Emalei a minha sobrinha e ela parece que gostou de habitar a minha mala. Ela não sabe que eu sou a tia preferida dela, caso contrário não teria berrado, quando tentei pegar nela. Deve ter sido estranho ver-me a 3D. Ao fim de uma semana, já éramos quase best buddies, quase pois fui preterida diante dos meus primos e tio. Eles têm barba. Deve ser isso. (ou então usam Axe bebés). Eu cortei franja, mas não surtiu efeito. Enfim, passei uma semana a ameaçar que a deserdava e ela não fez caso. Não percebeu o que estava em jogo. Ofereci-lhe uns sapatos e ela quase os comeu. Óptimo! No último dia comecei o processo de africanização e ela reagiu muito bem!

Há mais daqui a uns meses. Agora voltei à vida real sem choros repentinos e desesperantes! A TAP pôs este vambora à chegada a Viena e é isso mesmo! O caminho é para a frente!

quarta-feira, 19 de abril de 2017

O meu pequeno pónei

Eis o Maçãs :) desencantado pela minha mãe de algum saco de brinquedos vintage que agora estão a ser recuperados para a minha sobrinha. Minha sobrinha, a patroa, pois andamos todas cá em casa a gravitar em torno dela. Eu própria dou por mim sentada no chão a falar com diminutivos, relatando as músicas infantis que passam em contínuo na televisão ou a inventar jogos ou maneiras de a distrair. A minha paciência com crianças é qb, mas esta miúda vai fazer de mim gato-sapato... Desconfio.

Pés no chão (169)


No último dia de Paris - dessa viagem - fui visitar a Notre Dame.
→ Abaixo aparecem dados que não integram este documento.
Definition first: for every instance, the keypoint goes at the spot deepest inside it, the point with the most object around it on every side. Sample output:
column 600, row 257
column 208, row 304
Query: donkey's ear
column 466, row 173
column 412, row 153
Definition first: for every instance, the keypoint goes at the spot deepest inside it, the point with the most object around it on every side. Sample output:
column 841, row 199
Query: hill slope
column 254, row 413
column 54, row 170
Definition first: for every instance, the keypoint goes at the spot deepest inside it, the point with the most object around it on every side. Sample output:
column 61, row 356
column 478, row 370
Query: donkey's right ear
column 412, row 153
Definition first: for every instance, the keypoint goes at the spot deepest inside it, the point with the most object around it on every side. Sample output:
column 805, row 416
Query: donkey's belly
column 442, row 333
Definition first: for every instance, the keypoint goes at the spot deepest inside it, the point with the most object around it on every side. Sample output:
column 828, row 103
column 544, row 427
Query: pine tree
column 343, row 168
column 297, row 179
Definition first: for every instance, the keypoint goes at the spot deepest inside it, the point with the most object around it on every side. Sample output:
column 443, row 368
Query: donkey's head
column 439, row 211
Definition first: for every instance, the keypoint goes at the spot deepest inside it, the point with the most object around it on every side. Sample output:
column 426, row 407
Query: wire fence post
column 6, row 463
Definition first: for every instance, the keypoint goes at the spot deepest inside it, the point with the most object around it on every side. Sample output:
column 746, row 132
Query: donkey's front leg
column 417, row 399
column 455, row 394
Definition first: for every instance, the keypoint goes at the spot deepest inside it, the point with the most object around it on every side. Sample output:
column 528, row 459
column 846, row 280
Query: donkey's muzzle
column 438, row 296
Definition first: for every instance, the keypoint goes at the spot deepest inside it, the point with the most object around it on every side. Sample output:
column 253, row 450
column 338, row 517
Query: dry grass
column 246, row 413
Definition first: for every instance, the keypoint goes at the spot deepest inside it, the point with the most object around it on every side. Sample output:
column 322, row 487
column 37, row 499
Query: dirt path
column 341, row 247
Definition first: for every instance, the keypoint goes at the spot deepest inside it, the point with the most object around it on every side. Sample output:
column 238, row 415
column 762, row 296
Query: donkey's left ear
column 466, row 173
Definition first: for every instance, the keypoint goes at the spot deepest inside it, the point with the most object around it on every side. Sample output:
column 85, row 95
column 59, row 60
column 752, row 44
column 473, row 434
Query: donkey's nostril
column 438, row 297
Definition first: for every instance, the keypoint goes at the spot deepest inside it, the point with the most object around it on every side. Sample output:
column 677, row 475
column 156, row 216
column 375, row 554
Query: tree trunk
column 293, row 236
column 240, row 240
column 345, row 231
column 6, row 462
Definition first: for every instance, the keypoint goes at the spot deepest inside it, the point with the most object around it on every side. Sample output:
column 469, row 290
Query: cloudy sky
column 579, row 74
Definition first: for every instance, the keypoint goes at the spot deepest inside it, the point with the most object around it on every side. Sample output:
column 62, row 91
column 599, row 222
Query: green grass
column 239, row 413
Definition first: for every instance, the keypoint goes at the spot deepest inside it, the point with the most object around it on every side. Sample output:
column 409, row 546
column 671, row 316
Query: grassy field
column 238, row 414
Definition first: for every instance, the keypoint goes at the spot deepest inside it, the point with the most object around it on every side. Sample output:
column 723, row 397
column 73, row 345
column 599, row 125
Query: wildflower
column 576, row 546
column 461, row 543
terça-feira, 18 de abril de 2017

Senator dixit

"Epá, ao pé das tuas conversas com as tuas amigas, o meu grupo do whatsapp de vídeos porno com os meus amigos é uma cena de meninos!".

(E eu a achar-me uma atadinha-praticamente-flor-de-papel-de-parede)




Pés no chão (168)


5º andar sem elevador... pois, uma pessoa desce e reza a todos os santinhos não se ter esquecido de nada. De qualquer modo, valeu a pena ir para aquele quarto 25! Uns dias fantásticos em Paris, foi o que foi!



segunda-feira, 17 de abril de 2017

Pés no chão (167)


Se bem se lembra o querido leitor, Maria Calíope foi no ano passado a Paris ver a exposição do Amadeo Souza Cardoso. O hotelzinho onde fiquei tinha este chão fantástico!


domingo, 16 de abril de 2017

Iluminismo

O estimado leitor de boa memória saberá que este é um blogue Páscoa-friendly! É na noite de Páscoa que se acende o fogo novo, que simboliza a passagem das trevas para a luz. Gosto muito desta imagem de abertura e presença de espírito, de conhecimento, de esclarecimento. E é isso mesmo que me desejo a mim e ao meu querido leitor, caso acredite nestas coisas! Boa Páscoa!